I have commented on how uncritical reading could sway you previously. (btw, certain apple daily columnist continues to defend the-rapist, even till today, apparently idiots are everywhere in our corwded city)

There is another example today, via Chinasmack

1) from a comment in this post (perhaps also represents some 'widely held' misunderstanding among western media and uncritical readers)
  • Domestically, Jiang was well known for his incapability since he handled miserably in diplomatic affairs (Yinhe Incident in 1993, Third Taiwan Strait Crisis in 1996 and NATO bombing of the PRC embassy in 1999). He failed to defend China’s interests. The two Prime Ministers in his cabinet were targets by sides from both inside and outside the party. The first PM, Li Peng, earned his bad name by ordering crackdown on Tiananmen Square and the second PM, hardliner Zhu Rongji was hated by many for his tough administrative style (tempest reform on state-owned enterprises which resulted in soared unemployment, and brash rectification on banking system).
Wait a minute, who was Zhu hated by? many??? corruptor Chen Xitong or those princelings benefited from Jiang/Li era corruption who are now abroad and got a hand on influencing the western media?

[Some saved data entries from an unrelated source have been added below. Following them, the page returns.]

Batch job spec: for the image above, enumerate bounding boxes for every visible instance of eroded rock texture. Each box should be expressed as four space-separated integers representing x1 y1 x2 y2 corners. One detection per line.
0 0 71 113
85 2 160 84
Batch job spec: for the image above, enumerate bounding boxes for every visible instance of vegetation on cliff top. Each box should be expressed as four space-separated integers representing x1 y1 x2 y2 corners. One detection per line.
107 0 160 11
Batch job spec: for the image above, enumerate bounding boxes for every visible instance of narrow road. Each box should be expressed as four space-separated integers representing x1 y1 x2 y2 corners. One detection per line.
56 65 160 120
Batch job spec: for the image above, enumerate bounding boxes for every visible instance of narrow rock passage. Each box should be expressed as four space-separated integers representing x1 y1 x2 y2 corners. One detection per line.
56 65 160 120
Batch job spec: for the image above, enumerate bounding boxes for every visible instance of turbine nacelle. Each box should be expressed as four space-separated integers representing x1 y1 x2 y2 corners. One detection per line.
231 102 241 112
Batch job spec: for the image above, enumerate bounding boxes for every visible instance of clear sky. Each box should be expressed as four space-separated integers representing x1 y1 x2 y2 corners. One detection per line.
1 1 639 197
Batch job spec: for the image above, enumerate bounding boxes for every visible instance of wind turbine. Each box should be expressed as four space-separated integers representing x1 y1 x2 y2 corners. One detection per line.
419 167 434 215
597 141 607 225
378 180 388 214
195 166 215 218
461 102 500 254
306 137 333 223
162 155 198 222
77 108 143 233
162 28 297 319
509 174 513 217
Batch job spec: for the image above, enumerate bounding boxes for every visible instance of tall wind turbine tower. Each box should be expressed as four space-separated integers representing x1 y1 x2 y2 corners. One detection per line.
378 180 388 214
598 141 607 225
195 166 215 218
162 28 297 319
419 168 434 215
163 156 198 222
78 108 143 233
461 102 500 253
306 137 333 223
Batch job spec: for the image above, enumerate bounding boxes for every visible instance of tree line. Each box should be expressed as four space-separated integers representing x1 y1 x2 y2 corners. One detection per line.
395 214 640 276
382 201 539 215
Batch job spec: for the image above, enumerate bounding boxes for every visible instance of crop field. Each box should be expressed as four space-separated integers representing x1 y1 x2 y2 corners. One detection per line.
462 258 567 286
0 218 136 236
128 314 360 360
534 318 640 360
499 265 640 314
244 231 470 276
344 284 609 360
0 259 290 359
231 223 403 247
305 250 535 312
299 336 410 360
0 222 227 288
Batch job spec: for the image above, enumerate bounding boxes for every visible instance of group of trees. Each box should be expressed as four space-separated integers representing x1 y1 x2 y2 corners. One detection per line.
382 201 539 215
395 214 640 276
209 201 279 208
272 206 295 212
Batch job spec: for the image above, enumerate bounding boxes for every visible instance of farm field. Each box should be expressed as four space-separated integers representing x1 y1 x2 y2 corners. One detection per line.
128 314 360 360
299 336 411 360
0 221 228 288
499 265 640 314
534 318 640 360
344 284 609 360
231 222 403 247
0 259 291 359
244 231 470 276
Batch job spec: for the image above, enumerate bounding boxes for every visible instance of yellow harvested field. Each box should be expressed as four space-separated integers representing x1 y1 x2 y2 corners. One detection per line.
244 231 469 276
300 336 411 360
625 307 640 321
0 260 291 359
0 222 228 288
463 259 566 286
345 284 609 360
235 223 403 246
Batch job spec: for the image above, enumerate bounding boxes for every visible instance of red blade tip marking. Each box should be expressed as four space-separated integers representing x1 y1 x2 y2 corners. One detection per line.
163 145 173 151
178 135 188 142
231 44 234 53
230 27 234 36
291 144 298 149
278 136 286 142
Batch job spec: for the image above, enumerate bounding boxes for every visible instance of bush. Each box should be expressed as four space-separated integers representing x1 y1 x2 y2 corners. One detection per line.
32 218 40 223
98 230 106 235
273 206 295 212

The danger of taking a very small sample when you do your reporting.

2) I was going to say people never linked Jiang and Zhu together, but then Chinasmack promptly put up a follow up post (bravo chinasmack!!!), about netizens lamenting on Zhu's jaded silver hair vs Jiang's dyed brown head. You only need to take a couple sample (well, it is a 100% one-sided opinion from netizen up to this minute) to see comments like this
  • "NND, why does National Day still need to give Jiang so many shots??? It should give our ex-Premier Zhu more shots instead, as everyone misses the old man more!"
  • 哎!说什么好呢!只是朱总理在位的时候搭错了班子。但人民永远怀念您!
If something you heard does not feel right, just go to the forum and check the comments. Democracy works pretty well in the internet.

p.s. here is an exercise, blogger yang hengkun said, "60年前,美国政府对是否要打朝鲜战争举棋不定,这时,美国著名的智库兰德公司搞出了一个“可行性报告”,但他们不给美国政府看,要一大笔钱才肯出卖。可美国政府又舍不得花钱,就拒绝". This doesn't seem right. The US government wouldn't pay for a RAND report? unlikely but i could take this, but such a report could change a government decision? give me a break! the exercise is easy to do, try google for RAND and Korean War, see if you could verify Yang's story at all.